La fuerza funciona, en cierto modo, como una reserva. No necesitamos utilizar toda nuestra capacidad muscular todos los días. Pero tenerla disponible puede marcar una diferencia cuando la necesitamos. Esto adquiere todavía más importancia con el envejecimiento. La pérdida progresiva de masa y función muscular puede comprometer la movilidad y la independencia. Por eso el entrenamiento de resistencia ocupa un lugar central en las estrategias de envejecimiento saludable.
La fuerza también puede cuidar la salud mental
El beneficio tampoco termina en los músculos. Una revisión sistemática y metaanálisis de ensayos controlados analizó los efectos del entrenamiento de resistencia sobre síntomas de ansiedad y depresión en adultos mayores. La investigación encontró efectos favorables, aunque —como ocurre con muchas intervenciones de ejercicio— los resultados dependen de las características de los programas y de las personas estudiadas.
Esto no significa que levantar pesas sea un tratamiento independiente para un trastorno de salud mental. Sí permite comprender algo más amplio: el cuerpo y la mente no son compartimentos separados. Moverse, fortalecerse y recuperar capacidad física también puede formar parte de una estrategia integral de bienestar.

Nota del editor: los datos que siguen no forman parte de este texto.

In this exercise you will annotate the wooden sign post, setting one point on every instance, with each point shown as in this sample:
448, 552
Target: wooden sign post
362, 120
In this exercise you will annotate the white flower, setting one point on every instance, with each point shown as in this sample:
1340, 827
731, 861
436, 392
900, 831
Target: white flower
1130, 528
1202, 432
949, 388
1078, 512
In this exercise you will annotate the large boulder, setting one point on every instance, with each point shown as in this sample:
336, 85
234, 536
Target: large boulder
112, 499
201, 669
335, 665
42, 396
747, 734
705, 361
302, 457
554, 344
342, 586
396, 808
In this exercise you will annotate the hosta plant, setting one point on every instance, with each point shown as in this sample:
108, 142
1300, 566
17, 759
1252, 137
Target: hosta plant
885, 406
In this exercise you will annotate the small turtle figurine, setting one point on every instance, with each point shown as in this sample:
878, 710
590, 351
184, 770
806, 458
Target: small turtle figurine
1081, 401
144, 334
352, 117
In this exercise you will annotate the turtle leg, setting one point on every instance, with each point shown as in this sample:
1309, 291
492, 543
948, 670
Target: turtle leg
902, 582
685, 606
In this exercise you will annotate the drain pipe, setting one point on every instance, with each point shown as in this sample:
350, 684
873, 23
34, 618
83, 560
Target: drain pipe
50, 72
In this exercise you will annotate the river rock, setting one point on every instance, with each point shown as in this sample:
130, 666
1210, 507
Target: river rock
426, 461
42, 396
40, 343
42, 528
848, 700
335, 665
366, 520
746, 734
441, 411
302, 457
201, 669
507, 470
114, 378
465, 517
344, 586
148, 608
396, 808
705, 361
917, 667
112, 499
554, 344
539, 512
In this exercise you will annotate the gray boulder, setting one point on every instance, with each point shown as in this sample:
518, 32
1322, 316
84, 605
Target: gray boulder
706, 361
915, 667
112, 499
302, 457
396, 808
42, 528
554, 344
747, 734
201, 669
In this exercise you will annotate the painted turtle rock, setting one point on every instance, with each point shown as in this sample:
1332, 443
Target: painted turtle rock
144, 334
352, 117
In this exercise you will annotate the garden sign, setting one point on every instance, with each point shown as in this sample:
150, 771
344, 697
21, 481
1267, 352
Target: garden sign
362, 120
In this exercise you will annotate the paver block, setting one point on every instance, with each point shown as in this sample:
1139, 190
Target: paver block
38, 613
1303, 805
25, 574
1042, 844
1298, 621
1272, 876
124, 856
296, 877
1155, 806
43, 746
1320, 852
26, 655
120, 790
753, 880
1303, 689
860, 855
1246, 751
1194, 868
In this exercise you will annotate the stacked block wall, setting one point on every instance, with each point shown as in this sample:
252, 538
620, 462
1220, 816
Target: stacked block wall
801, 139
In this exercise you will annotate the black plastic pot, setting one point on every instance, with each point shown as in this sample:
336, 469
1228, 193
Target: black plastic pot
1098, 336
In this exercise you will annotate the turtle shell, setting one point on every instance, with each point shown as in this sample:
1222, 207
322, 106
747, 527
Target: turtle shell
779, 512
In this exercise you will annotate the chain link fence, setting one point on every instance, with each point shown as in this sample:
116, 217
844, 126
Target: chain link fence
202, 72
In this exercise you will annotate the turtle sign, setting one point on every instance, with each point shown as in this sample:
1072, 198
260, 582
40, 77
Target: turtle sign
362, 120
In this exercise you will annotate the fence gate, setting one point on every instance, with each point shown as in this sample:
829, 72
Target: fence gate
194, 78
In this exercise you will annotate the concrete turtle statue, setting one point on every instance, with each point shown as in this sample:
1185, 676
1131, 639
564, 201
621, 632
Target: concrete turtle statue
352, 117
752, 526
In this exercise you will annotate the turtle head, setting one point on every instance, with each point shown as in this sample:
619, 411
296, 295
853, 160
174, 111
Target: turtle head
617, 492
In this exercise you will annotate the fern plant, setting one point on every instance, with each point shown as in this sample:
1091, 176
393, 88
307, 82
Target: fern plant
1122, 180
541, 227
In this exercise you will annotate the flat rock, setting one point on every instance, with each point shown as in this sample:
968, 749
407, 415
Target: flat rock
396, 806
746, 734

Una nueva forma de pensar el bienestar
Quizás necesitamos ampliar nuestra definición de bienestar. No se trata solamente de poder relajarnos. También de poder levantarnos. No solamente de tocar nuestros pies con las manos. También de poder cargar una valija. No solamente de hacer una postura bonita. También de tener fuerza suficiente para jugar en el piso con nuestros hijos o nietos y volver a levantarnos.
El bienestar no debería medirse solamente por cómo se ve un cuerpo. También por todo lo que ese cuerpo puede hacer.
Empezar antes de necesitarlo
No hace falta esperar a sentirse débil para empezar a fortalecer. Tampoco hace falta convertirse en atleta. La recomendación internacional es mucho más sencilla: incorporar actividades de fortalecimiento de los principales grupos musculares al menos dos veces por semana y progresar de manera gradual.
Para una persona sedentaria, empezar con el propio peso corporal puede ser suficiente para generar un estímulo inicial. Después se puede progresar. Más repeticiones. Más tiempo bajo tensión. Mayor rango de movimiento. Más resistencia. Mayor complejidad. La fuerza, como tantas capacidades humanas, se construye con estímulo y continuidad.
Quizás por eso el verdadero mensaje no sea “tenés que estar fuerte”. Sea otro: construir fuerza hoy es regalarle autonomía a tu yo del futuro. Y eso también es bienestar.